Reproduce Docker images produced by Guix
shell the smoothie
Docker images are smoothie, right? They lack transparency and it is hard nor impossible to know what is strawberry or whale oil, right? Although containers are efficient way to ship things, the core question is how these things are produced.
The aim of this post is to demonstrate that the issue is not Docker images by themselves, instead the concrete question when speaking about reproducibility, is: from where the binaries come and using which tool for supplying?

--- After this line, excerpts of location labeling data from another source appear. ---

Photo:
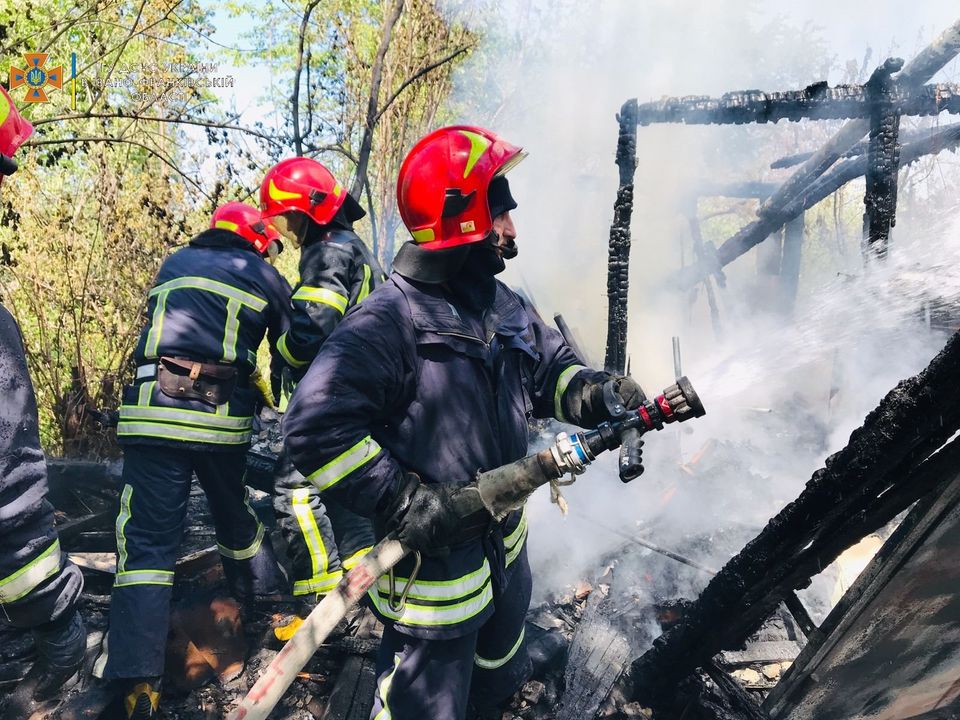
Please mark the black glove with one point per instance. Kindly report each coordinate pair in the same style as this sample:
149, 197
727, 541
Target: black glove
422, 515
584, 402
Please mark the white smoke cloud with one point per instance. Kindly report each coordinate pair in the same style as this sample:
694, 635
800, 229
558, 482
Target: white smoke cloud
551, 76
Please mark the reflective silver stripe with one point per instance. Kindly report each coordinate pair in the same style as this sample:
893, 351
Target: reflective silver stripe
247, 552
510, 540
156, 325
192, 417
230, 331
122, 519
23, 581
322, 295
365, 285
426, 615
311, 532
499, 662
442, 590
287, 355
384, 689
252, 301
144, 577
345, 463
181, 432
320, 584
562, 382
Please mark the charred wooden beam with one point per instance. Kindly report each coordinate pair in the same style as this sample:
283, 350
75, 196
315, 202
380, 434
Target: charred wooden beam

This scenario had been initially written as comment when reviewing patch#45919.
Alice generates
Alice is working on a standard scientific stack using Python. Therefore,
she stores along her project the files manifest.scm
containing the package
set and channels.scm
containing the state of Guix (other said the
version). Owning these two files allows to replay using guix time-machine
the exact same computational environment.
Concretely, manifest.scm
reads,
(specifications->manifest (list "python" "python-numpy"))
and guix describe -f channels returns,
(list (channel (name 'guix) (url "https://git.savannah.gnu.org/git/guix.git") (commit "fb32a38db1d3a6d9bc970e14df5be95e59a8ab02") (introduction (make-channel-introduction "9edb3f66fd807b096b48283debdcddccfea34bad" (openpgp-fingerprint "BBB0 2DDF 2CEA F6A8 0D1D E643 A2A0 6DF2 A33A 54FA")))))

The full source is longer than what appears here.